2. What is the model actually measuring – and is that the same thing in your context?
A score is not a fact. It is a measurement of something, using a particular instrument, in a particular language, interpreted through a particular cultural lens. Before drawing conclusions, ask: does this instrument behave consistently across the cultural and organisational contexts present in our company? Has anyone validated that a high score means the same thing here as it does in the benchmark population?
3. What decision would change if this number were different?

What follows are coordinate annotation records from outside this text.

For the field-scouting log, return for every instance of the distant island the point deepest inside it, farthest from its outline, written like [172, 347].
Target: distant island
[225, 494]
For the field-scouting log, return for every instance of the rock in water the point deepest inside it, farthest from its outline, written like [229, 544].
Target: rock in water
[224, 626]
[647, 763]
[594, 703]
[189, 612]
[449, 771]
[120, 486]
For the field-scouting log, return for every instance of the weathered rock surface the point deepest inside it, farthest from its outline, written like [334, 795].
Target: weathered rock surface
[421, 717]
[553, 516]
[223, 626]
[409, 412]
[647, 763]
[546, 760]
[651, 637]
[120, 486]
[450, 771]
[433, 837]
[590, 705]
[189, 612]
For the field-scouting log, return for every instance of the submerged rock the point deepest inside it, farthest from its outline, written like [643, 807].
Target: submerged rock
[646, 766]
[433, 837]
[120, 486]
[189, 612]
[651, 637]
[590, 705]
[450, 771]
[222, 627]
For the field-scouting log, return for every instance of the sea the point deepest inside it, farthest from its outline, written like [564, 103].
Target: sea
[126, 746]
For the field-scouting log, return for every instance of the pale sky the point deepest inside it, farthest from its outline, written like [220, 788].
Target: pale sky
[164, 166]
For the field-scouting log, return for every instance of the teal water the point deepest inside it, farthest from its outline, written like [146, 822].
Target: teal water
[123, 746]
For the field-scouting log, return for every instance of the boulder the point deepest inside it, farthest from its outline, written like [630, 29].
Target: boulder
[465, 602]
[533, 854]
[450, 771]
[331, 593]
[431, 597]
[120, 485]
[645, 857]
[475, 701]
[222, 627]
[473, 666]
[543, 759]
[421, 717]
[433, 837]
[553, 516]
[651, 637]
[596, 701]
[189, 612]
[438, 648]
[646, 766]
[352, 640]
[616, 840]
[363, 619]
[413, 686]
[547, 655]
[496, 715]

This is the most important question, and the one most people analytics implementations skip. If the answer is “nothing” – if the score exists for reporting purposes but does not change what managers do, who gets developed, how headcount is planned – then the cost of a miscalibrated model is low. If real decisions flow from this number, the cost of ignoring its context-dependency is high.
What to do about it
For a company deploying people analytics in Europe – especially an SME:
Understand the benchmark before you benchmark against it. Ask where the comparison data comes from. A benchmark built from 500 Fortune 500 US companies is not a valid reference for a 250-person company in Lisbon. It is not even a valid reference for a 250-person company in Chicago. Size matters as much as geography.
Build internal benchmarks first. For most European SMEs, the most meaningful comparison is to themselves over time. Trend data within the company – are we improving quarter over quarter on the dimensions we care about? – is more actionable than a cross-company benchmark built from a population that does not resemble you.
Disaggregate before comparing. If you have teams in different countries, cities, or with meaningfully different working arrangements, do not compare them on the same scale without adjusting for context. A remote team in rural Portugal and an office team in Lisbon are not the same population for engagement purposes.
Validate locally before scaling. A recognition programme that worked in a UK subsidiary is not guaranteed to work in a Spanish one. A feedback cadence that feels right in a fast-moving tech team may feel intrusive in a more traditional industrial context. Pilot before assuming.
What we don’t know
This matters – and I want to be explicit about it.
We do not have a clean answer to the central problem. The honest position is: we do not yet know how to build truly context-aware people analytics models at scale. The tooling does not exist in a mature form. Most platforms offer regional filters, not regional model recalibration. Filtering data by country is not the same as building a model that accounts for how response patterns, cultural norms, and labour market structures differ across countries.
We also do not know how much of the European low-engagement pattern is measurement artefact and how much is genuine structural difference. Some of it is surely real – European labour markets, regulatory protections, and cultural attitudes toward work are genuinely different from American ones, and that will show up in how people relate to their organisations. Academic work on welfare state structures and work engagement shows that the institutional framework around work, not just company practices, explains variation across Europe.
Separating signal from noise here is a real, unsolved research problem. Anyone who tells you they have solved it is selling something.
The first step
The first step is not better models. The first step is honesty about the models we have.
A metric that produces systematically implausible results across an entire continent is not revealing a problem. It is the problem. Reading a 13% engagement score as organisational failure – when the same employees report higher wellbeing, lower stress, and comparable productivity – is not data-driven decision making. It is model-driven confusion.
The benchmark was built elsewhere. It does not know where you are. Start there.